Photographie en noir et blanc

Assise en travers sur le rebord de sa fenêtre, elle regardait passer le temps ; dans un sens, puis dans l'autre. Pour elle, le temps allait d'avant en arrière avec la lenteur des orangeades que l'on boit l'été, au rythme des balancelles.

Elle portait une robe légère que la moindre bise aurait pu faire s'envoler. C'était une robe aux couleurs vives, sur laquelle des dizaines de fleurs étaient rassemblées en un bouquet jamais fané. Le col entrouvert laissait deviner que la robe était sa seule pudeur. Les bras nus croisés sur les genoux, elle voyait, la tête penchée, le temps passer.

C'était une ville en noir et blanc comme celles des vieux albums de photos aux reliures décharnées, aux pages séparées par du papier de soie froissée.

C'était un de ces albums de photos où posent, en se forçant à sourire, des personnages que personne ne connaît plus ; peut-être le fiancé éphèmère d'une cousine par alliance ou le voisin d'une autre maison dans une autre ville à une autre époque.

Un de ces albums de famille où manque parfois une photo, perdue, volée ou détruite.

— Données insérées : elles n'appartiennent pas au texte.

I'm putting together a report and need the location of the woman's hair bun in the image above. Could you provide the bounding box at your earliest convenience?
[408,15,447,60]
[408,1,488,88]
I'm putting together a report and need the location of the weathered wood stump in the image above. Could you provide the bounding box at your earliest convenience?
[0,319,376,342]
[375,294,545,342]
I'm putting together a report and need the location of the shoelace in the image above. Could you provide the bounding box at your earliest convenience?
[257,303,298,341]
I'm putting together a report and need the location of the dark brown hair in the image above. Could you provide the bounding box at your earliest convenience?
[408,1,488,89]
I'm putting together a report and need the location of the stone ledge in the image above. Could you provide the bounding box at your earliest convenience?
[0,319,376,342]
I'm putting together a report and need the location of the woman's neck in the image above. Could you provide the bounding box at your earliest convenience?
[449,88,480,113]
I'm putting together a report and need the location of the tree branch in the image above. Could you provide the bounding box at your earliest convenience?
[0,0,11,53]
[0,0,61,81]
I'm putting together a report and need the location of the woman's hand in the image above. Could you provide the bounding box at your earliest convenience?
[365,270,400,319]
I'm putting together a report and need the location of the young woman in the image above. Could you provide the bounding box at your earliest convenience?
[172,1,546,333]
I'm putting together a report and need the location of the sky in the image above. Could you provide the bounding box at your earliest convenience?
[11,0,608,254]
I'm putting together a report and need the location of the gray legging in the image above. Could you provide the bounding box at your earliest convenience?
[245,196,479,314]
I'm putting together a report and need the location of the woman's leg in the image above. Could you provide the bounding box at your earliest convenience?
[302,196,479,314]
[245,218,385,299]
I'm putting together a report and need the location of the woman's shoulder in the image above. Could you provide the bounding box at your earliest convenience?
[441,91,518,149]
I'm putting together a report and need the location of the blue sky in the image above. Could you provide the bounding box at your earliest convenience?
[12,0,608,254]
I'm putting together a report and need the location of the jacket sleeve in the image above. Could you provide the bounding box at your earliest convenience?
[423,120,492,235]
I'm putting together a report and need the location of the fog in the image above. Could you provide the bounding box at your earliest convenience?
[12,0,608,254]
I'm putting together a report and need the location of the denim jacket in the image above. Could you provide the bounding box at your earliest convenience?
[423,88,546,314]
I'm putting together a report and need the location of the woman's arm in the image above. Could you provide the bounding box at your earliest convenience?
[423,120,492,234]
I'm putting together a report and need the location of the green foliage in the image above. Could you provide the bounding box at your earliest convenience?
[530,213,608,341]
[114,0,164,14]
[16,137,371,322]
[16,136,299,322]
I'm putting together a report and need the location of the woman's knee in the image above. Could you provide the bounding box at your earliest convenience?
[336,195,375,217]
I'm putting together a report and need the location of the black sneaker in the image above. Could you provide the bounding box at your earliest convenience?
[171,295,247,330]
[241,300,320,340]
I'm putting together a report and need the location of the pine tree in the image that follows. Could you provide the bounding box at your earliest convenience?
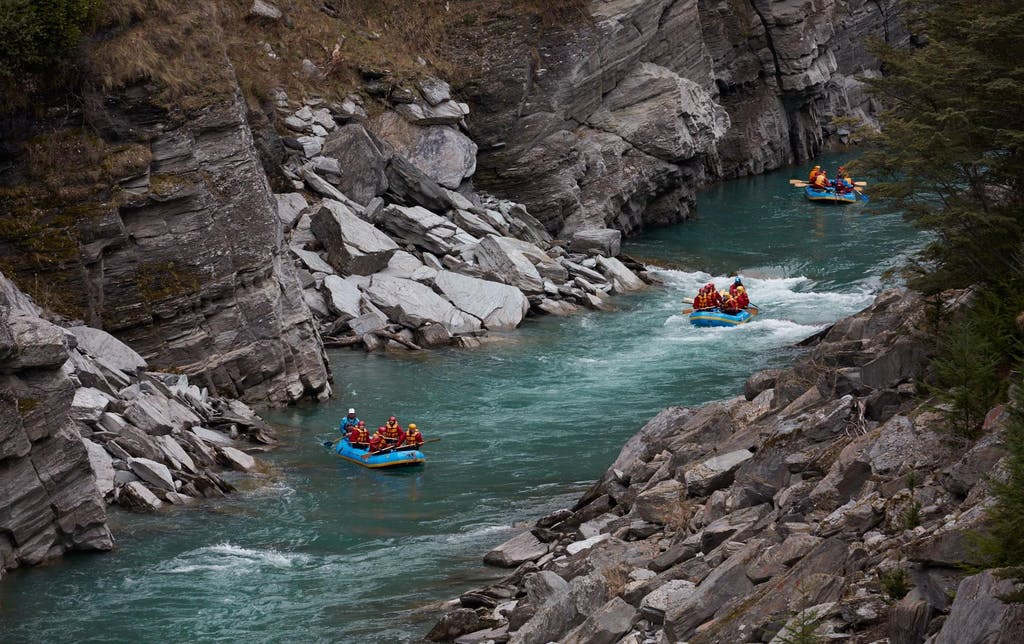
[856,0,1024,292]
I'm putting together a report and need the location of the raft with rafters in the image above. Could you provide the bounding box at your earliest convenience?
[690,307,758,327]
[334,436,427,469]
[804,185,860,205]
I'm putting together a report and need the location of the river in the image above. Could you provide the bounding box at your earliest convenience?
[0,160,922,643]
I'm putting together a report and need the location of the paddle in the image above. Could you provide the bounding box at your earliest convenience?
[359,437,440,461]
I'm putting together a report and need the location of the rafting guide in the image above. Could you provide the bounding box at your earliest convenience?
[683,275,759,327]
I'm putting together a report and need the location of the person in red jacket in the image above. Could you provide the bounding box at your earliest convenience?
[384,416,406,445]
[348,421,370,449]
[398,423,423,450]
[370,425,387,454]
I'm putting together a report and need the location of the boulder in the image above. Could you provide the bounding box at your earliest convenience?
[118,481,164,512]
[700,504,771,553]
[565,532,611,556]
[217,445,256,472]
[68,327,146,374]
[665,542,760,642]
[434,270,529,329]
[633,478,689,525]
[365,274,480,335]
[128,459,174,491]
[473,237,544,293]
[375,112,476,189]
[929,570,1024,644]
[640,579,696,624]
[71,387,111,423]
[324,275,366,319]
[273,192,309,230]
[154,436,199,474]
[569,228,623,257]
[427,607,481,642]
[384,156,453,212]
[378,206,476,255]
[290,246,334,275]
[395,100,466,126]
[310,200,398,275]
[416,76,452,105]
[483,530,548,568]
[597,255,644,293]
[249,0,284,20]
[381,251,437,282]
[191,427,234,445]
[322,123,392,200]
[453,208,502,238]
[684,449,754,497]
[82,438,114,497]
[559,597,637,644]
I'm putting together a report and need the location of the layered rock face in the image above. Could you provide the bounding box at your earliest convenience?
[428,292,1024,644]
[275,84,652,350]
[466,0,905,234]
[94,91,330,402]
[0,274,273,575]
[0,88,330,403]
[0,275,114,576]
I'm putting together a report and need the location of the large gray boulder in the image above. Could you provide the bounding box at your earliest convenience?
[128,459,174,491]
[324,275,367,319]
[385,156,454,212]
[560,597,637,644]
[322,123,392,206]
[483,530,548,568]
[310,200,398,275]
[597,255,644,293]
[569,228,623,257]
[375,112,476,189]
[665,542,760,642]
[684,449,754,497]
[68,327,146,374]
[928,570,1024,644]
[473,237,544,293]
[378,206,476,255]
[434,270,529,329]
[365,274,480,335]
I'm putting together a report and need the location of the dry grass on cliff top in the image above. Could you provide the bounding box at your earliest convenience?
[86,0,587,111]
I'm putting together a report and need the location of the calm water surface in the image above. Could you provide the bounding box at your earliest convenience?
[0,158,921,642]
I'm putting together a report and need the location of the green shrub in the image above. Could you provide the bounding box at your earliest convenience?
[931,281,1024,439]
[0,0,100,76]
[972,391,1024,602]
[775,609,824,644]
[879,568,910,601]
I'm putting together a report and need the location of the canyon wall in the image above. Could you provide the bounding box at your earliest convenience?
[466,0,906,235]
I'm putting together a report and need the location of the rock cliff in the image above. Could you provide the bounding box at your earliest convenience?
[464,0,906,234]
[428,292,1024,644]
[0,274,286,575]
[0,275,114,575]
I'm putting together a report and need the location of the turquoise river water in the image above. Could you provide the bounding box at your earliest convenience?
[0,158,921,643]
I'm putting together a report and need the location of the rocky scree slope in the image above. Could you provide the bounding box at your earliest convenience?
[260,77,652,350]
[460,0,908,235]
[428,291,1024,644]
[0,274,284,575]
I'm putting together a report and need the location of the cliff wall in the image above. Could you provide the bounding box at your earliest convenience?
[465,0,906,234]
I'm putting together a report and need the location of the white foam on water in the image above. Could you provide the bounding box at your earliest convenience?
[158,542,309,574]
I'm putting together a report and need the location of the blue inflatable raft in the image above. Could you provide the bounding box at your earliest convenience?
[804,185,866,204]
[334,437,427,468]
[690,308,758,327]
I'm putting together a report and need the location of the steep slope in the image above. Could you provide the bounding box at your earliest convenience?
[456,0,905,234]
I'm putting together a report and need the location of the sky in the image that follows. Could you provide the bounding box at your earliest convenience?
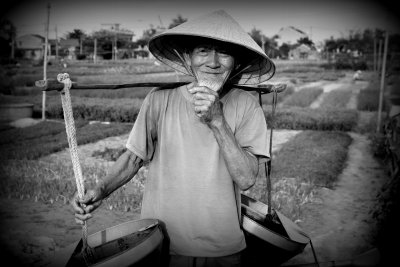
[0,0,400,44]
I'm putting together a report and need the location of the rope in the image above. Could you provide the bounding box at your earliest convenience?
[57,73,91,263]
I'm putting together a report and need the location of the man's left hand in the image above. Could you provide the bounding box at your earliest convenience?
[188,84,223,124]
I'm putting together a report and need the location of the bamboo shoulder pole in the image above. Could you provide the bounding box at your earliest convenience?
[35,79,286,94]
[376,31,389,133]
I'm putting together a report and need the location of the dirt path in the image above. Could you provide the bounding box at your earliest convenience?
[285,133,388,265]
[0,75,387,266]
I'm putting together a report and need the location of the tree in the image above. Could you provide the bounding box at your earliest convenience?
[168,14,187,29]
[67,29,86,54]
[136,24,161,46]
[0,19,17,58]
[279,43,290,59]
[297,37,314,47]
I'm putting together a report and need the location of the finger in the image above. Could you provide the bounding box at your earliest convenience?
[84,201,101,213]
[193,100,212,106]
[194,106,208,114]
[75,213,92,221]
[193,92,216,102]
[188,86,218,95]
[71,198,85,214]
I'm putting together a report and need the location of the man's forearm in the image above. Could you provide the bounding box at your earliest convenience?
[209,118,258,190]
[97,150,143,199]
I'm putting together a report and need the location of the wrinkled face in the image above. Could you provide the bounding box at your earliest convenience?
[185,43,235,91]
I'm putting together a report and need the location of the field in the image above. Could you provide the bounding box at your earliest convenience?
[0,60,393,266]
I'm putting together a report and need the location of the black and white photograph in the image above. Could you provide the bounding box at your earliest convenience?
[0,0,400,267]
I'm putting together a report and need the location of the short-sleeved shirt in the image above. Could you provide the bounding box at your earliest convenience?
[126,87,269,257]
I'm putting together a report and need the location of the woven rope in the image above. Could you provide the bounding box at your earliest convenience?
[57,73,87,250]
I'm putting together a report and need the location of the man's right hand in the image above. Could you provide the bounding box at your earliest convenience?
[71,189,103,225]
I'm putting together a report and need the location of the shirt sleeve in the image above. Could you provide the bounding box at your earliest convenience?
[126,90,158,161]
[235,94,270,158]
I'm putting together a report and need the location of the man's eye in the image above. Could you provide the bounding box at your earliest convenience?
[218,51,231,57]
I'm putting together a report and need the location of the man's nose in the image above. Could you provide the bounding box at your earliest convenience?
[207,50,220,68]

La fille assise sur sa fenêtre laissait pendre sa robe dehors, afin que le vent la caresse. Personne ne pensait à regarder par l'échancrure de son corsage, ni n'attendait qu'une brise complice dévoilât la courbe de sa cuisse. La ville en noir et blanc était figée dans le passé, aussi solitaire qu'un souvenir.

La fille n'avait pas de nom car, à quoi sert un nom, lorsqu'on est seule sur un album que personne ne regarde.